October 04, 2013 - Comments Off on Deixis: I see where you’re coming from

Deixis: I see where you’re coming from

Marketing. It’s dead easy, right? You’ve got a target audience in mind. You know what they want, you know what they like, and you know your product or service could be right up their street. But BAM! Just when it appears to be going so well, a tricky bit comes along – how on earth do you position your brand or product amongst them?

I’ve got a secret that I’m going to let you in on. It’s subtle, it’s simple – and it’s a really effective way of establishing a positive relationship with your audience. Once you’ve built a rapport, they’re more likely to engage with your brand.

So what’s this secret? It’s called deixis.

Deixis has Greek origins, and it literally means ‘reference’. It helps us contextualise the world around us. So, let’s go straight into an example. I’m sat in a chair, but it’s got a wobbly leg. I don’t want it, so I call out to the office: “Does anyone want this chair?”

“We don’t want that chair,” comes the reply, in complete unison.

This and that are classic examples of place (or space) deixis. How we referred to the chair using this and that indicates our relative positions to it. It’s a simple concept – almost obvious, in fact – but if done correctly it can leave your audience feeling like you’re seeing things from their perspective (which is massively important in gaining their confidence and trust).

And we’ve only just touched the deictic surface. If I said: “I’m here but you’re over there,” the reader will know the author and his audience are not together. Someone waiting for me at Doncaster station once phoned me to ask: “Are you here?” I replied: “No, I’m not there yet”. We were referring to Donny differently because of our relative positions to it.

There’s also person deixis, so that involves the pronouns like I, we, me, you, him, her, them and so on. A few years ago I decided to analyse the way a football match was written by a fan for some deictic insight. And what I found was fascinating.

I’ll give you the short version – when the team scored, it was reported as “we scored”. ‘We’ included the reporter, who was in the stands. So when the team scored, the fans scored. Everyone scored. It was a good moment; a positive moment, and there was a great sense of inclusion and unison. The players, the fans, the club… everyone played their part.

But when the team started playing badly and ended up conceding two goals to lose the match, suddenly it was “they lost their way” and “they couldn’t defend”. Put simply, when things went bad the reporter chose they and them to describe the players, which created a sense of distance and detachment. The fans were part of the good times but wanted no involvement or responsibility during the bad times.

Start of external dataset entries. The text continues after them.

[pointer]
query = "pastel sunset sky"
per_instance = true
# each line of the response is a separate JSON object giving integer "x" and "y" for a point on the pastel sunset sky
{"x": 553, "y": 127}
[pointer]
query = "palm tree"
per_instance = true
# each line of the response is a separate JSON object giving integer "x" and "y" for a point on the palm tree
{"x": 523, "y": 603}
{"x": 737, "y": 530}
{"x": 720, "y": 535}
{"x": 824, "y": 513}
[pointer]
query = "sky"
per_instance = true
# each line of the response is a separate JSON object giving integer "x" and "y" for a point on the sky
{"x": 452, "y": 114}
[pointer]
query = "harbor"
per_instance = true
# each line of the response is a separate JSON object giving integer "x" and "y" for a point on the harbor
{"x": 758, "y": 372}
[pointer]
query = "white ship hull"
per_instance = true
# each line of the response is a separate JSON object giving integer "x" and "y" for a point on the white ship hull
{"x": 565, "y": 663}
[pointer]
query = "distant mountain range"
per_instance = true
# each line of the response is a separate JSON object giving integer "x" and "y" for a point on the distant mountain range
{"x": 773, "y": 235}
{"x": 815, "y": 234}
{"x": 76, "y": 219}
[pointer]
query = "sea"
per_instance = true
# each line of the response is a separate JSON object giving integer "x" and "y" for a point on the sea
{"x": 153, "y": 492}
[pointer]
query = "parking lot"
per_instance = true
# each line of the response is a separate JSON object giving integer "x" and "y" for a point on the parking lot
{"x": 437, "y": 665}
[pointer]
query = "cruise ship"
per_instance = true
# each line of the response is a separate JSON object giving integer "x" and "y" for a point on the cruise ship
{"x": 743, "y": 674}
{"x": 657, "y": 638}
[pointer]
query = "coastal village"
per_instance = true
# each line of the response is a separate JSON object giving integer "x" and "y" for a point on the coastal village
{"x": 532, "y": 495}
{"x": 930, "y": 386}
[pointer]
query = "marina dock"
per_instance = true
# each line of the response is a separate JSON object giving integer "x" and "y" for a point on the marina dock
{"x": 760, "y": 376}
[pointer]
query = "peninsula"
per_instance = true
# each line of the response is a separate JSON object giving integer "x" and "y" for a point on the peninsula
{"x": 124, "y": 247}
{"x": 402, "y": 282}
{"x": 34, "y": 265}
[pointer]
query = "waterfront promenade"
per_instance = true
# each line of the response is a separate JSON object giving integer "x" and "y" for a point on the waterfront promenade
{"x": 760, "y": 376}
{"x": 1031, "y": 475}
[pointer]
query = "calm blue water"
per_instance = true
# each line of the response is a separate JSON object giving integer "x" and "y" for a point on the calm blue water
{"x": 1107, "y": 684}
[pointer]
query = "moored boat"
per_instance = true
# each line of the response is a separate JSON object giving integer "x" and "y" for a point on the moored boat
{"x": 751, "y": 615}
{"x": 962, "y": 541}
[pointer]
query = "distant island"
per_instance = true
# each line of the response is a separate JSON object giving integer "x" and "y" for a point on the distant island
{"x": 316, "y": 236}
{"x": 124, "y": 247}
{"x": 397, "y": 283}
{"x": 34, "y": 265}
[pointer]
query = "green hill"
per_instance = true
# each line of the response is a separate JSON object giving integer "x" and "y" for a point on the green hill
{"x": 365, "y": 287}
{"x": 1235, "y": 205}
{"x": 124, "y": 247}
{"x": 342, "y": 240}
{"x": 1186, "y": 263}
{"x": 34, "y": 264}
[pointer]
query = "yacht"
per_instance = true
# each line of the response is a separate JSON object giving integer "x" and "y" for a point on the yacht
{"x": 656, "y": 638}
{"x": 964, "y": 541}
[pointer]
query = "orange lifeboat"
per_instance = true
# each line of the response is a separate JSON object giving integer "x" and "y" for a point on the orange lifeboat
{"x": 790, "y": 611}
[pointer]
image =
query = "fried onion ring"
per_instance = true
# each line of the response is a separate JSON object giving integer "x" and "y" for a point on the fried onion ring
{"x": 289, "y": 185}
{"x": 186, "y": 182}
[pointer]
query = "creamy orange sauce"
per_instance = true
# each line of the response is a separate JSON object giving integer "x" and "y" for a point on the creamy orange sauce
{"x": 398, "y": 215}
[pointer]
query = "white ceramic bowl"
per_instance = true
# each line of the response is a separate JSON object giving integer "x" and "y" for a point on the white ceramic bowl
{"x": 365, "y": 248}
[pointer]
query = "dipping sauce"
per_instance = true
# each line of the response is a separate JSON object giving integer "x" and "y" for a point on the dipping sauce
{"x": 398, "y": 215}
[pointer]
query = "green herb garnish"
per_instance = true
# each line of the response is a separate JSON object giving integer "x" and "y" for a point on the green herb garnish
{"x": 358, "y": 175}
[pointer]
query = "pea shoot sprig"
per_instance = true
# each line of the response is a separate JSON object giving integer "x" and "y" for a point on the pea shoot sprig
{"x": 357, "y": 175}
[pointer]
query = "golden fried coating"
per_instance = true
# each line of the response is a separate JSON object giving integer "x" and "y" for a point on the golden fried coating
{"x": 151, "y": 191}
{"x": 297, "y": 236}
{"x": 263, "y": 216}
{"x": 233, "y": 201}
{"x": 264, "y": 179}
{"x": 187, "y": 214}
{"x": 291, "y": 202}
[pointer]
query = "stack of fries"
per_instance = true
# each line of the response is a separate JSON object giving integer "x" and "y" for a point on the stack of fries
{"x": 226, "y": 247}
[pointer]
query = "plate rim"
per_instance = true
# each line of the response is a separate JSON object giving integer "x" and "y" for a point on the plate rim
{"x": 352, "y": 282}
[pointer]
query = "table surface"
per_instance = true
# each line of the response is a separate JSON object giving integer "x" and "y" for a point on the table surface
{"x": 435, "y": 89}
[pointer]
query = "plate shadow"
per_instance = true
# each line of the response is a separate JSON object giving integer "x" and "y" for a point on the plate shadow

And then there’s time deixis. If I’m going home now, what does that mean when you read this next week? Examples of time deixis are mostly adverbs like then, soon and later. So if you’re writing content for a static web page, you need to be really careful how you use time deixis.

For example, you wouldn’t want to be promising anything next month or even next year because the reader would need to know when you said it (something known as ‘encoding time’). As the publisher, you need to be aware of when people will read your work (known as ‘decoding time’), and then write accordingly.

Deixis is a powerful way of positioning yourself, subtly, amongst the people you want to interact with, in a way that shows you can see things from their perspective. In effect, you become one of them. Deixis demonstrates empathy, understanding and an appreciation of where they’re coming from. As we know, people are more likely to trust a person, company or brand if they show those qualities.

Deixis is a simple concept. But if it’s used without some thought, it could easily keep your customers disconnected and at arm’s length. As we have seen from the football analogy, when the team played badly, it can create a ‘them and us’ mentality. They’ll find it difficult to warm to you.

But, if it’s used carefully and correctly, deixis can really help you to create a sense of unity – even camaraderie – to become a brand that speaks with its customers and not necessarily at them.